Input-output Gaussian channels: theory and application

TL;DR

This paper develops a theoretical framework for Gaussian quantum channels in open bosonic systems, applying it to quantum harmonic oscillators interacting with electromagnetic modes, revealing how squeezing and entanglement can be transferred and distributed.

Contribution

It introduces a novel formalism to characterize Gaussian channels relating initial correlations to output modes in open bosonic systems.

Findings

Quantifies squeezing transfer from intra-cavity oscillators to light.

Shows intra-cavity squeezing can be transformed into distributed optical entanglement.

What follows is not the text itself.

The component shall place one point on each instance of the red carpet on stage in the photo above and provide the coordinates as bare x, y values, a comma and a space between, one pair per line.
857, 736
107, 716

Provides a framework applicable to systems like trapped ions and nanomechanical oscillators.

Abstract

Setting off from the classic input-output formalism, we develop a theoretical framework to characterise the Gaussian quantum channels relating the initial correlations of an open bosonic system to those of properly identified output modes. We then proceed to apply our formalism to the case of quantum harmonic oscillators, such as the motional degrees of freedom of trapped ions or nanomechanical oscillators, interacting with travelling electromagnetic modes through cavity fields and subject to external white noise. Thus, we determine the degree of squeezing that can be transferred from an intra-cavity oscillator to light, and also show that the intra-cavity squeezing can be transformed into distributed optical entanglement if one can access both output fields of a two-sided cavity.